MOLINE -- Rock Island County Clerk Karen Kinney defended her record against criticism from her primary opponent, Glen Evans, at a forum for March 18 election candidates on Tuesday.
Elected in 2010, Ms. Kinney is being challenged in the Democratic primary by Mr. Evans, a minister from Rock Island. The primary winner will face Republican Kim Lazenby in the general election on Nov. 4.
All three candidates spoke at Tuesday's forum at the Western Illinois University Riverfront Campus in Moline. The forum was organized by the the Illinois Alliance for Retired Americans and its affiliate, the Rock Island County Chapter of IARA.
Ms. Kinney said she had expanded voting opportunities by adding new locations for early voting, running informational ad campaigns and ending the practice of charging absentee voters for postage. The county's 2012 voter turnout of 71 percent was the highest in Illinois, she said.
Mr. Evans and Ms. Lazenby both said closing many polling places has resulted in long lines on Election Day. The number of Rock Island County polling places has been cut from more than 100 to 38; most of the old polling places were closed before Ms. Kinney took office.
Ms. Kinney said it had been a "gross misuse of county funds" to have so many polling places.
Mr. Evans said there have been "too many issues with the voting process" since Ms. Kinney was elected. He said he wanted to run a clerk's office free from political influence.
Ms. Lazenby, a South Moline Township trustee, is unopposed in the Republican primary for clerk. She said she wanted to increase public accountability in the clerk's office.
About 40 people attended Tuesday's forum, which also featured state Rep. Mike Smiddy, D-Hillsdale, and his Republican opponent, Jim Wozniak, a Rock Island County Assistant State's Attorney. Both candidates are unopposed in the March 18 primary.
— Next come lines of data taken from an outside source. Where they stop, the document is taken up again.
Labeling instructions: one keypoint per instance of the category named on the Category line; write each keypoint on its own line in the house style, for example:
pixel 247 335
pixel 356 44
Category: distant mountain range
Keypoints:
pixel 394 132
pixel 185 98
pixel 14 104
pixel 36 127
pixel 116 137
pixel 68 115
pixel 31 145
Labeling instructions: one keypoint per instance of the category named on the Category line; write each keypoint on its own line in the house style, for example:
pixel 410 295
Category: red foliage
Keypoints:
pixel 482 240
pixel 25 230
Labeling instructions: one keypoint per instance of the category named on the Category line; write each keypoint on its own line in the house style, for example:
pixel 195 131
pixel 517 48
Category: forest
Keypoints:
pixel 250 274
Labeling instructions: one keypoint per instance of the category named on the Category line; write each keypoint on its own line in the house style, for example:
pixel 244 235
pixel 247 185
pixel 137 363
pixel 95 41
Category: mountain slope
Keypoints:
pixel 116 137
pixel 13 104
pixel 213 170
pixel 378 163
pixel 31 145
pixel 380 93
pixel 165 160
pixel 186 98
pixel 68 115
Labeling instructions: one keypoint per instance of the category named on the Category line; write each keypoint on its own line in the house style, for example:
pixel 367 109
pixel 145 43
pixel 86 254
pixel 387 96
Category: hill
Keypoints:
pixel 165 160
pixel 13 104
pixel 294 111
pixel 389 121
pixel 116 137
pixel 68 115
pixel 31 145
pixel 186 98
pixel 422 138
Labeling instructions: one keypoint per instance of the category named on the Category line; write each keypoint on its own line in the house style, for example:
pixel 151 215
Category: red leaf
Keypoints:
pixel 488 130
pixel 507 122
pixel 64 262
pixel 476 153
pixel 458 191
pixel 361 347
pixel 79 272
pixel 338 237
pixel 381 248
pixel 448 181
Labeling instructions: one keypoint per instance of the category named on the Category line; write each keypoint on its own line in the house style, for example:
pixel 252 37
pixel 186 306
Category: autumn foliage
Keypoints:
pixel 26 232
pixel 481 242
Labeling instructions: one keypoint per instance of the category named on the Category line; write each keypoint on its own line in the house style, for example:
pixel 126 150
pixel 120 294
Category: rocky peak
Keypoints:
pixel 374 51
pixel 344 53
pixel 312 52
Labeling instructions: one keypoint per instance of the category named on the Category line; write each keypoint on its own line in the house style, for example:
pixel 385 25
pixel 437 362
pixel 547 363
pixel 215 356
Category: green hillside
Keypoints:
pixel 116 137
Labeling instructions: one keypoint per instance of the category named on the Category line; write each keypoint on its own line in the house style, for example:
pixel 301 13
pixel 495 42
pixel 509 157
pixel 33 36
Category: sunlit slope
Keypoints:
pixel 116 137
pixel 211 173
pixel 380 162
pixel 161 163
The pair was asked about $4 million awarded by Gov. Pat Quinn to Augustana College for infrastructure projects while state funding for services to the developmentally disabled was cut.
"I do have a problem when you're giving public funds to a private entity," Mr. Wozniak said.
He said many developmentally disabled people were languishing in correctional facilities because of backlogs in the mental system.
Rep. Smiddy said he understood those concerns but said the money given to Augustana was from a state infrastructure program and could not be used for other purposes. Ensuring money is spent on the programs it's appropriated for is crucial, he said, to stop governors from taking money out of funds to use on different purposes.
He said that practice, prevalent under former Gov. Rod Blagojevich, fueled the state's fiscal problems.